Unable to use dynamic task mapping to export list of dataframes
tatiana opened this issue · 1 comments
tatiana commented
Describe the bug
Astro SDK raises an exception when trying to export a list of dataframes.
Version
- Astro: 1.5.3
To Reproduce
- Inside the
python-sdk
folder, run:
make local target=setup
source ~/.virtualenvs/astro-sdk/bin/activate
AIRFLOW_HOME=`pwd` airflow db init
- Write the following DAG to the file
calculate_popular_movies_by_genre.py
, inside theexample_dags
folder:
from datetime import datetime
import pandas as pd
from airflow import DAG
from astro import sql as aql
from astro.files import File
from astro.table import Table
from astro.sql.operators.export_to_file import ExportToFileOperator
@aql.dataframe(columns_names_capitalization="original")
def top_movies_by_genre(input_df: pd.DataFrame):
top_movies = []
for genre, genre_df in input_df.groupby("genre1"):
genre_df.sort_values(by="rating", ascending=False)[["title", "rating", "genre1"]].head(5)
top_movies.append(genre_df)
return top_movies
with DAG(
"calculate_popular_movies_by_genre",
schedule_interval=None,
start_date=datetime(2022, 1, 1),
catchup=False,
) as dag:
imdb_movies = aql.load_file(
File("https://raw.githubusercontent.com/astronomer/astro-sdk/main/tests/data/imdb_v2.csv"),
output_table=Table(conn_id="sqlite_default"),
)
movies_by_genre = top_movies_by_genre(input_df=imdb_movies)
ExportToFileOperator.partial(output_file=File("/tmp/output.json"), task_id="export_movies").expand(input_data=movies_by_genre)
- Try to run the test:
AIRFLOW_HOME=`pwd` pytest 'tests_integration/test_example_dags.py::test_example_dag[calculate_popular_movies_by_genre]'
- See the error:
tests_integration/test_example_dags.py:31: in wrapper_run_dag
test_utils.run_dag(dag)
tests_integration/sql/operators/utils.py:69: in run_dag
return test_dag(dag=dag)
../../../.virtualenvs/astro-sdk/lib/python3.9/site-packages/airflow/utils/session.py:75: in wrapper
return func(*args, session=session, **kwargs)
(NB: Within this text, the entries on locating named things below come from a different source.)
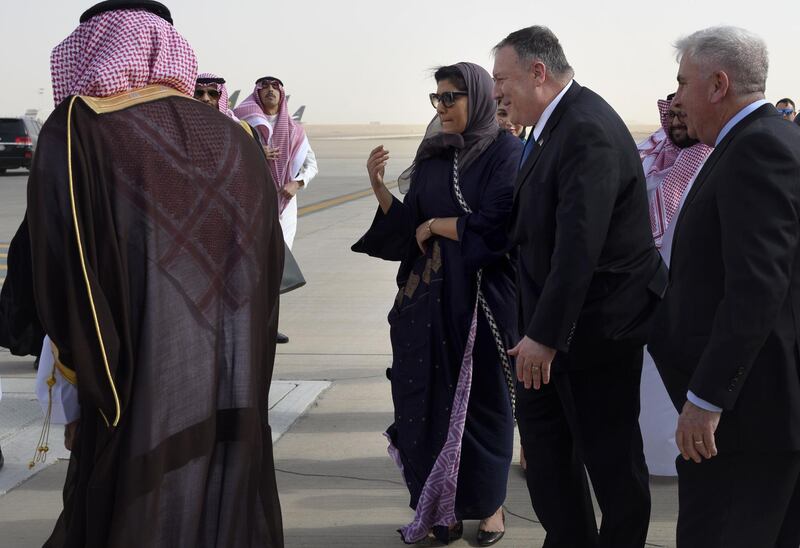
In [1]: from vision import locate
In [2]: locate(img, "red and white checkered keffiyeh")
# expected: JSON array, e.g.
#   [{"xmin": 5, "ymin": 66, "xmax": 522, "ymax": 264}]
[
  {"xmin": 234, "ymin": 84, "xmax": 308, "ymax": 213},
  {"xmin": 197, "ymin": 72, "xmax": 239, "ymax": 121},
  {"xmin": 639, "ymin": 99, "xmax": 713, "ymax": 249},
  {"xmin": 50, "ymin": 10, "xmax": 197, "ymax": 106}
]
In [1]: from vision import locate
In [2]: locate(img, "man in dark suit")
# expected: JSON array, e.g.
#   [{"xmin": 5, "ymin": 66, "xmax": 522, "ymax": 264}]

tests_integration/sql/operators/utils.py:142: in test_dag
_run_task(ti, session=session)
tests_integration/sql/operators/utils.py:190: in _run_task
ti._run_raw_task(session=session)
../../../.virtualenvs/astro-sdk/lib/python3.9/site-packages/airflow/utils/session.py:72: in wrapper
return func(*args, **kwargs)
../../../.virtualenvs/astro-sdk/lib/python3.9/site-packages/airflow/models/taskinstance.py:1383: in _run_raw_task
self._execute_task_with_callbacks(context, test_mode)
../../../.virtualenvs/astro-sdk/lib/python3.9/site-packages/airflow/models/taskinstance.py:1502: in _execute_task_with_callbacks
task_orig = self.render_templates(context=context)
../../../.virtualenvs/astro-sdk/lib/python3.9/site-packages/airflow/models/taskinstance.py:2123: in render_templates
original_task.render_template_fields(context)
../../../.virtualenvs/astro-sdk/lib/python3.9/site-packages/airflow/models/mappedoperator.py:686: in render_template_fields
unmapped_task._do_render_template_fields(
../../../.virtualenvs/astro-sdk/lib/python3.9/site-packages/airflow/utils/session.py:72: in wrapper
return func(*args, **kwargs)
../../../.virtualenvs/astro-sdk/lib/python3.9/site-packages/airflow/models/abstractoperator.py:600: in _do_render_template_fields
if not value:
_ _ _ _ _ _ _ _ _ _ _ _ _ _ _ _ _ _ _ _ _ _ _ _ _ _ _ _ _ _ _ _ _ _ _ _ _ _ _ _ _ _ _ _ _ _ _ _ _ _ _ _ _ _ _ _ _ _ _ _ _ _ _ _ _ _ _ _ _ _ _ _ _ _ _ _ _ _ _ _ _ _ _ _ _ _ _ _ _ _ _
self = x title rating totalvotes genre1 genre2 ... votes1000 votesus v...Action Adventure ... 7.3 7.8 7.7 $146,408,305 207215819 $353,624,124
[29 rows x 58 columns]
@final
def __nonzero__(self) -> NoReturn:
> raise ValueError(
f"The truth value of a {type(self).__name__} is ambiguous. "
"Use a.empty, a.bool(), a.item(), a.any() or a.all()."
)
E ValueError: The truth value of a DataFrame is ambiguous. Use a.empty, a.bool(), a.item(), a.any() or a.all().
../../../.virtualenvs/astro-sdk/lib/python3.9/site-packages/pandas/core/generic.py:1527: ValueError
Expected behavior
The intended DAG should be run without errors.
Additional context
This seems to be an error on the upstream Airflow when using dynamic task mapping with a list of Pandas dataframes.
tatiana commented
This issue was happening in the upstream Airflow. We submitted a fix, which will be released as part of Airflow 2.6.1.
We added an example DAG which shows this use case, and it will be only run as part of our test suite for versions of Airflow larger than 2.6.1.